Due to the relentless persecution of the species for its horn, black rhino populations have plummeted across Africa resulting in fewer than 5,000 left in the wild today. Effective park management, law enforcement and community engagement are essential in conserving wild rhino populations across their range. This translocation provides the opportunity move this incredibly endangered species to well-protected areas which are essential to giving populations a chance for growth and survival, and allowing future generations of people to benefit from their natural heritage.

The 17 rhinos were captured in KwaZulu-Natal, South Africa, and quarantined for six weeks in Imfolozi Game Reserve, After which they were flown from King Shaka airport in Durban to Lilongwe in Malawi, with every precaution taken to ensure their wellbeing throughout the process. From Lilongwe, they were then driven to their new home in Liwonde National Park, where they were released on Tuesday 12 November.

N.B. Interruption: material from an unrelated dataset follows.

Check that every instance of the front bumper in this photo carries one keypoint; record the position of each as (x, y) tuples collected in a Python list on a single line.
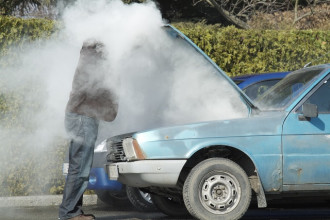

Since their release, African Parks has intensively monitored the rhinos to ensure their health and successful adaptation to their new environment and all appear to be settling in well. Rangers conduct patrols daily and innovative technology has enabled the rhinos to be tracked on a live-time basis. Liwonde has been managed by African Parks in partnership with the DNPW since 2015. Since assuming management, we overhauled law enforcement and have worked extensively with communities to secure the park, where not a single rhino or elephant has been lost to poaching in two and a half years. The translocation was made possible with the support of Stichting Natura Africae, Vale Logistics and Save the Rhino International. WWF Belgium, The Wyss Foundation, and the People’s Postcode Lottery have provided key multi-year support for the overall management of these parks.

The Journey

17 black rhinos have made the historic journey from the Imfolozi Game Reserve in South Africa to Liwonde National Park in Malawi in one of the largest international rhino translocations to date spanning over 1,788.21 km (1,111.14 miles).

Watch Now

Rhinos disappeared from Malawi by the 1980’s, but in 2003, in collaboration with the Malawian DNPW, they were brought back to Majete Wildlife Reserve. Since their return, not one has been lost to poaching.